New rules will entitle many white-collar workers to overtime pay

The US Department of Labor (DOL) has issued new rules governing overtime pay that will automatically extend eligibility for overtime pay to approximately 4.2 million workers. Under the new rules, which take effect on December 1, 2016, most salaried workers who earn less than $913.00 a week ($47,476.00 annually) will be entitled to overtime pay. This newly prescribed wage level is more than double the current amount ($455.00 per week or $23,660.00 per year) at which workers are generally considered exempt from overtime rules.

A brief summary of the Fair Labor Standards Act (FLSA) is helpful in understanding what is going on here. The FLSA requires employers to pay their employees at least the federal minimum wage (currently $7.25 per hour) for all hours worked and overtime pay at a rate of 1.5 times their regular rate of pay for all hours worked in excess of 40 in a work week. . Certain categories of employees are exempt from coverage under the Act, including physicians, lawyers, and teachers. In addition, the FLSA exempts from coverage employees who are engaged in an “executive, administrative, or professional capacity.” These workers have historically been referred to as “white collar workers.” The Act itself, however, does not define the terms “executive,” “administrative,” or “professional,” leaving it up to the DOL to issue regulations defining the scope of these exemptions.

Current DOL rules require that an employee meet each of the following three tests to fall within the white-collar exemption: (1) is paid a fixed, predetermined salary that is not subject to reduction for quality or quantity of work performed (the “basis test”); (2) the amount of the employee’s salary meets a specified minimum amount (the “salary level test”); and (3) the employee’s duties involved executive, administrative, or professional duties, as defined in DOL regulations (the “duties test”). The recently issued rules affect the second of those tests, the “salary level test.”

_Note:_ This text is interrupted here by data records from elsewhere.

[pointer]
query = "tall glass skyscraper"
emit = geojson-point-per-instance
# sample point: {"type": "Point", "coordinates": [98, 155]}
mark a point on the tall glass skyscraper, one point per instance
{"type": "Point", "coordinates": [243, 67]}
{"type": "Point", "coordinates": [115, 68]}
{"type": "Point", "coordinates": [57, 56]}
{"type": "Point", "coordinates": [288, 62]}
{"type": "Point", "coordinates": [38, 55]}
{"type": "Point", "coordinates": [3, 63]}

So, starting December 1, when the new rules go into effect, most white-collar workers making less than the “standard wage level” of $913.00 per week will be entitled to overtime for hours worked in excess of 40. in a given work week. That will be the case regardless of whether these employees meet the other two tests for the white collar exemption. This standard wage level was determined based on the 40th percentile of earnings for full-time salaried workers in the lowest-wage region of the country, now the South. Thereafter, the standard wage level will be subject to adjustment every three years, again, by reference to the 40th percentile of full-time salaried workers in whatever is then the lowest-wage region of the country.

Employers may use non-discretionary bonuses and incentive payments (such as commissions) to satisfy up to ten percent of the standard salary level, provided these payments are made quarterly or more frequently.

Finally, the new regulations also affect those who are considered “highly compensated employees” (HCE) under the Act. Currently, employees whose annual earnings are $100,000.00 or more are generally exempt from the overtime rules, even if they do not they meet the “homework test.” When the new rules go into effect, the applicable dollar amount to qualify as an HCE will increase to $134,004.00.

The DOL estimates that approximately 4.2 million workers currently considered exempt under the FLSA will be entitled to overtime in the first year of implementation of these new rules. That number is expected to grow to more than 5 million workers within ten years of implementation. An additional 65,000 HCEs are estimated to be eligible for overtime in the first year after the rule change, and 200,000 will be affected within ten years.

Clearly many employers will be affected by these changes and employers are encouraged to be aware of how these new rules will affect their payroll practices.